The (hidden) meaning behind the embedding of the padding token?

So noticed that the transformers contain different embeddings for PAD tokens, and I know pad tokens typically are simply ignored for the most part (if at all present). However, as a forward pass using a batch typically contain dozens of padding tokens it would be interesting to see if these in fact hold any meaningful information (as padding tokens do attend to the sequence). Does anyone know of any research which has been conducted on what information might be present here?

One might legitimately ask why this is relevant isn’t padding tokens simply a convenience for efficient processing because we need the same tensor shape? This is naturally correct, but quite a few studies have clustered the sentence embedding and it seems relevant to ask what influence the padding embeddings have on this.

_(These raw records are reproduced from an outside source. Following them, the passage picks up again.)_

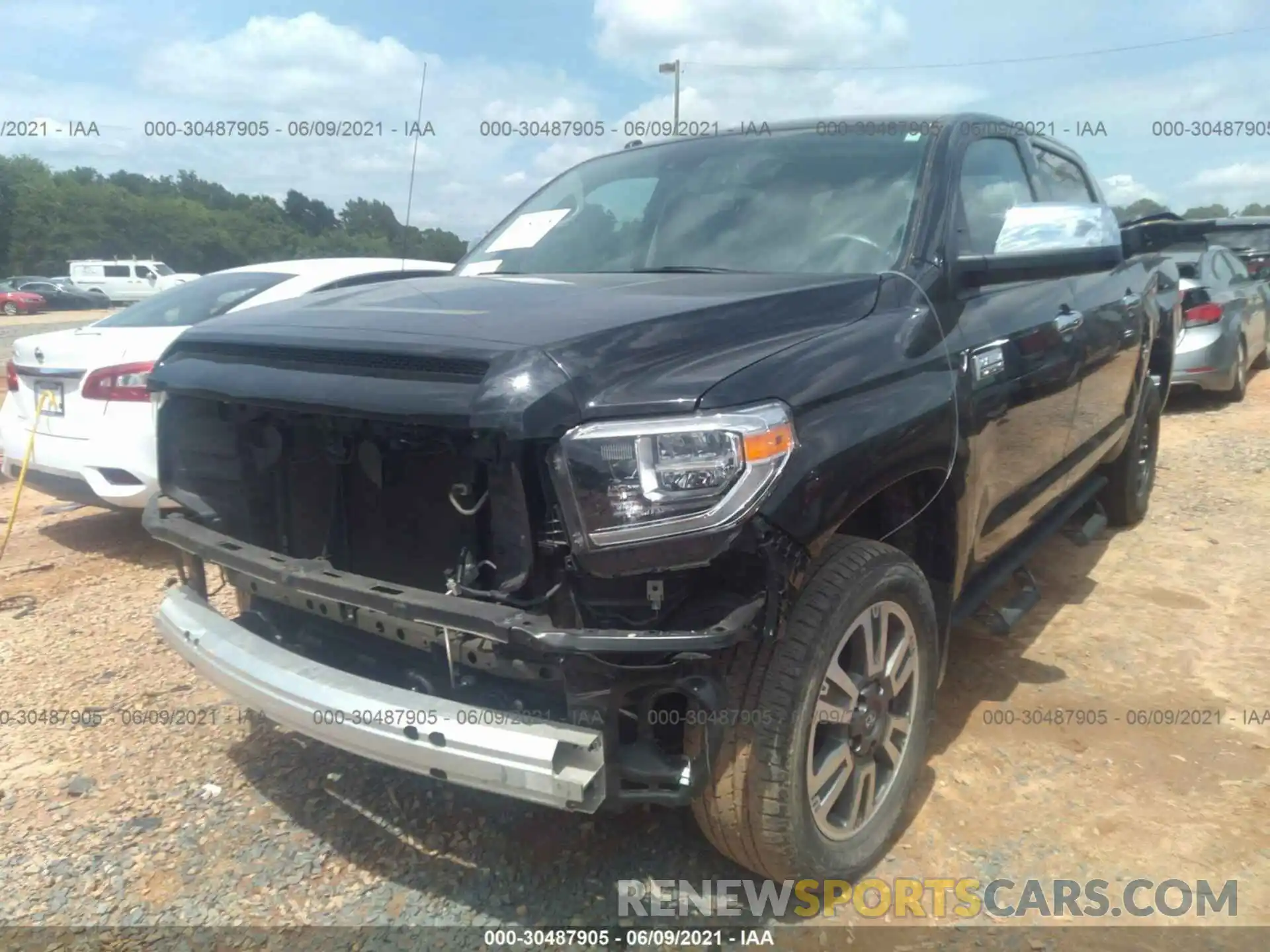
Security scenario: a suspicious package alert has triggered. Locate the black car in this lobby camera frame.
[4,279,110,311]
[144,116,1180,880]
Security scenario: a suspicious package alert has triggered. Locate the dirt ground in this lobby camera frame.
[0,307,1270,949]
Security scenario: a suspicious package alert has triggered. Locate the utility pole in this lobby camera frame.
[657,60,679,136]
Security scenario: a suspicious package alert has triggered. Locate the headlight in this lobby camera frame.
[552,403,798,548]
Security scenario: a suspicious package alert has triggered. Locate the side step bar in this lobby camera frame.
[1063,499,1107,546]
[952,476,1107,635]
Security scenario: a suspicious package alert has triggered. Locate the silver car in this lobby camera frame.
[1169,245,1270,401]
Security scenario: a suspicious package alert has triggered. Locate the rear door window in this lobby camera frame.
[1033,146,1099,204]
[959,138,1037,255]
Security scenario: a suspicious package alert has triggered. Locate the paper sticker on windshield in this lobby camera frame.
[485,208,570,254]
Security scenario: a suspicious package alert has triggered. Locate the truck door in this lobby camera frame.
[1031,142,1151,486]
[951,137,1080,565]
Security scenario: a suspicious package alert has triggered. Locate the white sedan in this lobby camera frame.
[0,258,452,509]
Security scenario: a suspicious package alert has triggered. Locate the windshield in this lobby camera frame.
[456,130,929,274]
[93,272,294,327]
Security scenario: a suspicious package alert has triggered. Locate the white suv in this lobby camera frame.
[70,259,199,303]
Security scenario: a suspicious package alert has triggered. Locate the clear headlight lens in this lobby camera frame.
[552,403,796,547]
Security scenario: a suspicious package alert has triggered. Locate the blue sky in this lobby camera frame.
[0,0,1270,239]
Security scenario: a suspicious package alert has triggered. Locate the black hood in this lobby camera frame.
[151,274,879,432]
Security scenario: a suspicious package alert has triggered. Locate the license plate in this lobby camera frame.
[36,382,66,416]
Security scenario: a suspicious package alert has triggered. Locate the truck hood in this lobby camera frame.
[151,274,880,433]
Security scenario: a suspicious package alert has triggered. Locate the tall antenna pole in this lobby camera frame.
[402,60,428,270]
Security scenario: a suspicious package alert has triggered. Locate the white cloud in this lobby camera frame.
[1187,163,1270,190]
[595,0,908,70]
[0,0,102,36]
[137,13,419,113]
[1103,174,1165,206]
[0,13,612,236]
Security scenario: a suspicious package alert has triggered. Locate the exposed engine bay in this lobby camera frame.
[160,395,788,802]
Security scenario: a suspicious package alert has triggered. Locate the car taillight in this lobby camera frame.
[80,360,155,404]
[1186,303,1222,327]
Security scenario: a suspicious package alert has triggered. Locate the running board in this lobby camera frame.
[1063,499,1107,546]
[951,476,1107,632]
[976,566,1040,637]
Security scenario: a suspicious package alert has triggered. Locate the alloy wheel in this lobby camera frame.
[805,602,922,840]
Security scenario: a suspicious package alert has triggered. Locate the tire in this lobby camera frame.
[686,537,939,880]
[1222,338,1248,404]
[1100,377,1164,527]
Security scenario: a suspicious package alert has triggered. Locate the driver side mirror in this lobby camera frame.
[955,202,1124,287]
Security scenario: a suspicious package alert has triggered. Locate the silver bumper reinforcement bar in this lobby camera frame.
[156,585,606,813]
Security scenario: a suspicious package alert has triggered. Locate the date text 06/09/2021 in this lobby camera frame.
[484,928,776,948]
[141,118,437,138]
[312,707,797,727]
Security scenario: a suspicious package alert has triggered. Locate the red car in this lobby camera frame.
[0,290,44,316]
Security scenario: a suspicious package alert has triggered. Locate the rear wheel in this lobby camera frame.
[1226,339,1248,404]
[1101,377,1164,526]
[1252,327,1270,371]
[690,537,939,880]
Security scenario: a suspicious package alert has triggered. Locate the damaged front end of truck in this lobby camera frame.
[144,338,805,813]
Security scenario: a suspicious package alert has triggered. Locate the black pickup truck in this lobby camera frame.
[145,116,1180,880]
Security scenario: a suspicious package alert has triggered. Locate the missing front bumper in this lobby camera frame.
[142,494,766,654]
[156,586,606,813]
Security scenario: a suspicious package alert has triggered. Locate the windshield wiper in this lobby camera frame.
[634,264,751,274]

For a short demonstration that they indeed have different embeddings:

import transformers
tokenizer = transformers.AutoTokenizer.from_pretrained(
    "bert-base-uncased")
model = transformers.BertModel.from_pretrained(
    "bert-base-uncased")

input_ = tokenizer(["this is a sample sentence"], return_tensors="pt",
                   # add some padding
                   padding="max_length", max_length=128, truncation=True)
output = model(**input_)

# extract padding token embedding
pad_tok_id = [i for i, t in enumerate(input_["input_ids"][0]) if t == 0]
embedding_pad1 = output[0][0][pad_tok_id[0]]
embedding_pad2 = output[0][0][pad_tok_id[1]]

embedding_pad1.shape #embedding size
embedding_pad1[0:10]
embedding_pad2[0:10]
tensor([-0.5072, -0.4916, -0.1021, -0.1485, -0.4096,  0.0536, -0.1111,  0.0525,
        -0.0748, -0.4794], grad_fn=<SliceBackward>)

tensor([-0.6447, -0.5780, -0.1062, -0.1869, -0.3671,  0.0763, -0.0486,  0.0202,
        -0.1334, -0.5716], grad_fn=<SliceBackward>)
3 Likes

@KennethEnevoldsen I have been thinking about the same a while ago.
You have a point with different embeddings for pad tokens. But, to my understanding these never interfere with any part of model’s computation (like, self attention), since the pad tokens are always masked using the attention masks.
Would you have an example of where the pad token embeddings could make a difference, given the attention mask?

2 Likes

Hello,

This discussion sounds interesting to me because I was thinking the same.
Why there are different embedding vectors for PAD tokens.

My use-case is a multi-label text classification where I am using a pretrained model in MaskedLanguageModeling as an “embedding layer”. More specific, I feed the input text [b,t] padded to the “embedding layer” and it outputs [b,t,f], where b is the batch_size, t is the length of the max sequence in the batch, f is the feature_number.

After this I am using Attention to [b,t,f] and take a vector [b,1,f] which, after pass it from two linear layers and a sigmoid, gives the predictions.

I check cosine similarity between embedding vectors of PAD tokens and it is almost between all over 0.7. Additionally, cosine similarity between words’ embedding vectors and PAD tokens’ vectors is almost between all under 0.3.

Atenttion mechanism seems to assign negligible weights to PAD tokens embeddings vectors.

In general it seems that these vectors are kind of ignored from the model. Furthermore, my results are pretty ok with respect to accuracy.